Ask the Master Gardener: Keeping the garden clean and tidy

Published 5:00 pm Tuesday, September 3, 2002

Your mother was right. Neatness does count. A messy garden makes even more work than a tidy one. It’s preventive maintenance-like changing the oil in the car before it gets to be sludge. A little bit each day goes a long way. Let me give you some examples.

I went away for ten days last month and when I returned I found that the rose garden was a disaster. There were lots of black spots on the leaves. Faded blooms were dusty lumps of fungal spores. I found a broken cane where the neighbor’s dog had run through. The weather had been hot and cold, wet and dry, but mostly muggy – ideal weather for fungus, but that’s life in the maritime Northwest. I could have anticipated that.

A big part of my problem is me. I should not be growing the delicate hybrid tea roses that are so prone to diseases like blackspot, botrytis, powdery mildew and canker. I didn’t choose the right plant for the right spot, so I have more work. There are roses that resist these diseases and still give you wonderful flowers and scents. I also didn’t clean up the faded blossoms right away so they had an opportunity to become fungal nurseries. I didn’t pick off and discard the spotted leaves in the trash (never the compost, please) so the blackspot multiplied.

And the broken rose cane is an open wound just asking for a bacterial disease or other nasty to enter the main stem. That means some heavy pruning is in order. And now I am going to have to rake out all of the mulch I put down last spring, dispose of it in the trash and re-mulch the whole bed to try to keep the diseases under control. I may even have to spray a fungicide on the worst spots. Meanwhile, my plants will look leggy and unhealthy for many weeks. This is much more work than spending a few minutes each day cutting off the old flowers and watching for potential problems to “nip in the bud”.

Another place prevention really pays off is in the annual flowers. An annual is defined as a plant that germinates, grows, flowers, sets seed and dies in one season. What the books don’t always tell you is that an annual plant will go through all of these stages as fast as it can, without looking at the calendar if you let it. That’s why so many folks have dead or dying lobelias and petunias by August 1. It’s like the plant says, “Okay – I’m pregnant now, so I’m out of here!”

To keep the flowers going into October or even November, you need to cut off the fading flowers before the seeds form. This makes the plant think it’s still June. Give your annuals a haircut after bloom, feed them a light meal of low-nitrogen fertilizer and water them as needed. This regimen takes minutes of time and its reward is weeks and weeks of bright flowers. I spend a lot of money on annual transplants and I feel it keenly in my Scots ancestry when they brown out on me too soon.

Third example: weeds. The old adage that “One year’s seeding means seven years weeding” is probably an understatement. Weeds are weedy because they are incredibly successful at self-propagation. They seed, germinate, run, spread by stolons … you get the picture. If you let a weed get a toehold in your beds, you will have weeds for a long time.
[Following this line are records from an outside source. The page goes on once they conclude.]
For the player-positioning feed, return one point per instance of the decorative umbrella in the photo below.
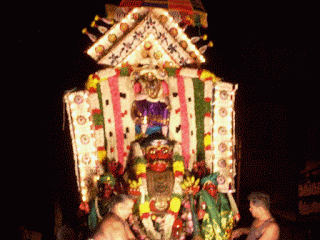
(191, 11)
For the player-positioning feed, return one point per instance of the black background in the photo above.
(268, 48)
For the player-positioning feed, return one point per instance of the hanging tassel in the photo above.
(108, 21)
(91, 36)
(105, 20)
(197, 38)
(184, 27)
(204, 48)
(234, 207)
(101, 29)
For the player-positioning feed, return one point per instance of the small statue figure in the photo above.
(215, 210)
(151, 107)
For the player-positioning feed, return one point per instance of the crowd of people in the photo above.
(115, 223)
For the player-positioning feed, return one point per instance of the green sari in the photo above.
(218, 220)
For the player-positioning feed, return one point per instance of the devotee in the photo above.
(264, 227)
(115, 225)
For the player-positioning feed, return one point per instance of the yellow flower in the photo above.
(141, 168)
(92, 82)
(178, 166)
(144, 207)
(205, 75)
(102, 154)
(207, 140)
(175, 204)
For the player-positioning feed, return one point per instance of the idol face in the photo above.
(158, 155)
(124, 209)
(211, 189)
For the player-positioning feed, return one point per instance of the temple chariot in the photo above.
(153, 124)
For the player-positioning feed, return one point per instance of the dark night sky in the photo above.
(266, 47)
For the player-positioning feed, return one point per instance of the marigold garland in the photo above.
(175, 204)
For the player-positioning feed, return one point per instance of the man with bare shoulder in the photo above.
(264, 227)
(115, 225)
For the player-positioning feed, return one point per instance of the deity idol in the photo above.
(151, 107)
(160, 172)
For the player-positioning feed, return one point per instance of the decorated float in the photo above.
(152, 123)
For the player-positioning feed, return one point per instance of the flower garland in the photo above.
(175, 202)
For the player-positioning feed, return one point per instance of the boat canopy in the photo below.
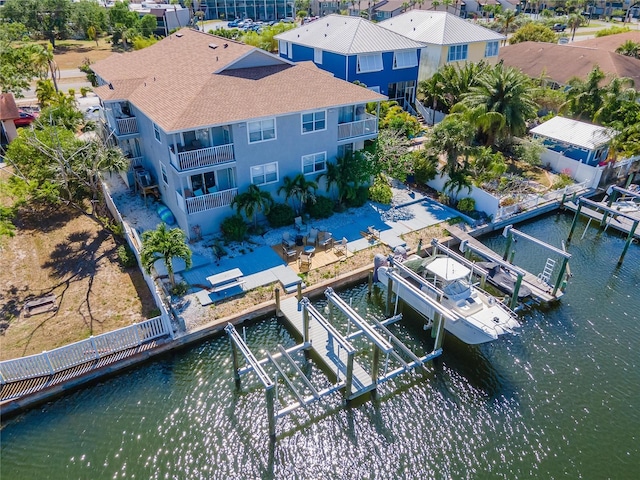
(447, 269)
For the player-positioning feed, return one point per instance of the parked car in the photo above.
(25, 119)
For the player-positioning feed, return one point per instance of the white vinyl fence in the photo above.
(93, 349)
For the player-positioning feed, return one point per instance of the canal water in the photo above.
(560, 399)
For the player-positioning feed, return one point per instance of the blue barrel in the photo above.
(165, 215)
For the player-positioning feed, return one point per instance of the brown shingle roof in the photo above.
(179, 90)
(8, 107)
(560, 63)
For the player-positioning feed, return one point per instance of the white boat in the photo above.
(472, 315)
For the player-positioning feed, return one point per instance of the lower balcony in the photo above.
(209, 201)
(202, 157)
(359, 128)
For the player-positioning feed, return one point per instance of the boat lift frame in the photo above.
(510, 233)
(607, 210)
(467, 248)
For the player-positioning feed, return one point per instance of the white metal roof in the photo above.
(438, 28)
(574, 132)
(448, 269)
(347, 36)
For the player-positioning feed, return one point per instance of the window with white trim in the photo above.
(491, 50)
(262, 130)
(165, 178)
(266, 173)
(405, 59)
(370, 63)
(314, 163)
(314, 121)
(457, 53)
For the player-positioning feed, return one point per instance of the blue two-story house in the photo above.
(205, 117)
(355, 49)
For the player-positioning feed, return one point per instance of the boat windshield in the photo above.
(457, 290)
This means that you will dig, hoe, pull, kneel in the mud, possibly curse, and probably lose some valuable plants as weeds invade the crowns of your prize exotics.
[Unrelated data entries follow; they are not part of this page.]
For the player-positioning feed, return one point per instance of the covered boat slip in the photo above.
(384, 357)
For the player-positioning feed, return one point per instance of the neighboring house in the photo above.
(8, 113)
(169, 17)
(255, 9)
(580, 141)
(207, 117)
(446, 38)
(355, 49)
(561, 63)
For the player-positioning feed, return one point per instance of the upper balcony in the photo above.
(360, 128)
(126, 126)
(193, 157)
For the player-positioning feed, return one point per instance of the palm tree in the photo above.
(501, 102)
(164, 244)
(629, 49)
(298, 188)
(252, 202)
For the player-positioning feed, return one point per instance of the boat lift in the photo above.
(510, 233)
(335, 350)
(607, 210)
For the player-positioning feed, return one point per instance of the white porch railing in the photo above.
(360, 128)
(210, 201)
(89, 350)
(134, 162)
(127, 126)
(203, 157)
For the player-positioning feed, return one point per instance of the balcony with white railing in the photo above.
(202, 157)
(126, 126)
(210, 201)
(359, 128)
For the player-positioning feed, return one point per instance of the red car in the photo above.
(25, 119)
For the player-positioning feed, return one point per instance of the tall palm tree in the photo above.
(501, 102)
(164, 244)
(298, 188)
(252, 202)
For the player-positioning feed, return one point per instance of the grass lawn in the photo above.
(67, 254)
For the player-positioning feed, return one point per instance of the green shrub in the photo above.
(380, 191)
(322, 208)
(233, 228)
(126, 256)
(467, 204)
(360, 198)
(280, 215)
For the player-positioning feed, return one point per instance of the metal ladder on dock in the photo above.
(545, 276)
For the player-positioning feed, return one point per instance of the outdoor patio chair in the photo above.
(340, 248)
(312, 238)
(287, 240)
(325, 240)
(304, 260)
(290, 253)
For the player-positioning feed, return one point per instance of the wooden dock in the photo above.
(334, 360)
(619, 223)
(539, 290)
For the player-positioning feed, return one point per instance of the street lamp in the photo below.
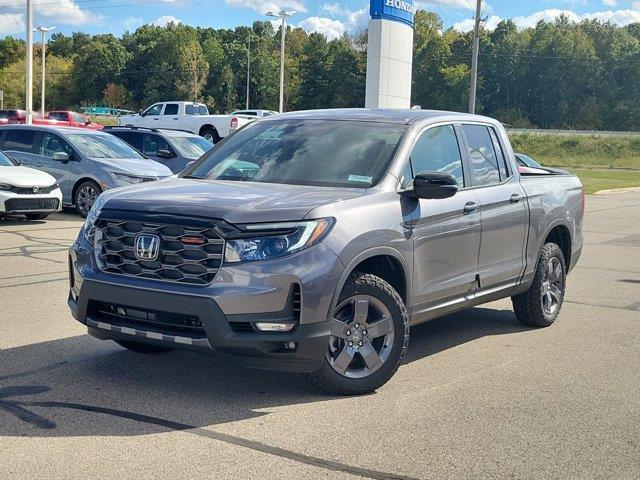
(283, 15)
(43, 31)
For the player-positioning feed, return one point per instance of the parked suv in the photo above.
(84, 162)
(312, 241)
(173, 148)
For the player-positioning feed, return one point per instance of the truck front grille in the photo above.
(31, 204)
(186, 254)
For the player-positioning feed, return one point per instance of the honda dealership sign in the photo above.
(394, 10)
(390, 54)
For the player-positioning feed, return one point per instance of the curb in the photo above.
(613, 191)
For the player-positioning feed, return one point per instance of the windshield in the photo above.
(304, 152)
(191, 147)
(5, 161)
(102, 146)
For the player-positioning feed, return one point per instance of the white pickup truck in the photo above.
(191, 116)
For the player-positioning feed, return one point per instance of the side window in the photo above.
(437, 150)
(20, 140)
(50, 144)
(171, 109)
(154, 109)
(132, 138)
(152, 143)
(484, 161)
(502, 157)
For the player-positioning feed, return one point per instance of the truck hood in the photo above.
(25, 177)
(234, 202)
(134, 166)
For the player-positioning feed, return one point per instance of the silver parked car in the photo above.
(84, 162)
(313, 241)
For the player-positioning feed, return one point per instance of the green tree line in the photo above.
(556, 75)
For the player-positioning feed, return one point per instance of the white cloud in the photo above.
(64, 12)
(469, 24)
(11, 23)
(617, 17)
(331, 28)
(131, 23)
(165, 20)
(264, 6)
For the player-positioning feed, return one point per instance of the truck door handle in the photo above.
(470, 207)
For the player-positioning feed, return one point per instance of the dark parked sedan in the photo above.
(173, 148)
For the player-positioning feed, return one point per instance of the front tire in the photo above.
(369, 337)
(540, 305)
(86, 194)
(140, 347)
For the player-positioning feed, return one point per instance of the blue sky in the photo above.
(331, 17)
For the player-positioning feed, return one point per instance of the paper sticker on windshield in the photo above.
(359, 179)
(271, 135)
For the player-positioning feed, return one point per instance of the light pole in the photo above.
(29, 66)
(283, 15)
(43, 31)
(474, 60)
(248, 72)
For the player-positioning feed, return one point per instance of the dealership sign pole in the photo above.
(390, 54)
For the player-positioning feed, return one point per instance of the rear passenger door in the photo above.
(151, 143)
(446, 232)
(503, 207)
(169, 118)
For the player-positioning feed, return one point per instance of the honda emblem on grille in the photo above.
(147, 247)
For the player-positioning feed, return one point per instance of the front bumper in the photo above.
(240, 294)
(14, 203)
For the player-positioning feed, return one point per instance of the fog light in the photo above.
(274, 327)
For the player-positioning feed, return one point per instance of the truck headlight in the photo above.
(273, 240)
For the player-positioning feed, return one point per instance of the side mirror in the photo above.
(61, 157)
(164, 154)
(431, 185)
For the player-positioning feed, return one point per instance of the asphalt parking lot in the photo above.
(478, 397)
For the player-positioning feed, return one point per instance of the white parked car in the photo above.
(27, 191)
(190, 116)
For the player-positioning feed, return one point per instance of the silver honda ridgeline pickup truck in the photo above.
(313, 241)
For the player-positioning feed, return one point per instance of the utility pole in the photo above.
(43, 31)
(283, 15)
(474, 60)
(248, 72)
(29, 65)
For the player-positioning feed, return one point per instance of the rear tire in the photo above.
(368, 342)
(36, 216)
(85, 195)
(540, 305)
(140, 347)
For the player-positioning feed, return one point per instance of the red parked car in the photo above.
(59, 118)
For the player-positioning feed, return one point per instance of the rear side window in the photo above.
(437, 150)
(485, 168)
(19, 140)
(152, 143)
(171, 109)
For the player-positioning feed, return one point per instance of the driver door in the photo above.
(446, 232)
The best solution to the weed problem is to (a) pull them out when they are really small and (b) keep the soil covered with a mulch so that light doesn’t get down there to start more of those dormant seeds to action.

Be aware that your soil has weed seeds in it. Some of them have been there for fifty years. No kidding: Scots broom seeds are reported to grow well after 70 years. If you don’t let them start, they won’t cause you any problems. But, once they are going, get rid of them pronto. Regular attention to tidiness is the key. Five minutes a week may be enough to weed a bed of flowers or vegetables, unless you skip a week or two. Then the time needed to clean up increases dramatically. Don’t let yourself get behind.

Remember, there is no such thing as a “No Maintenance” garden, but you can reach low levels of work if you plant the right plants, use mulches and water-wise irrigation systems and keep up on your tidying. Like mom said, “Go Clean Up Your (garden) Room!” Trust me, you’ll like the results.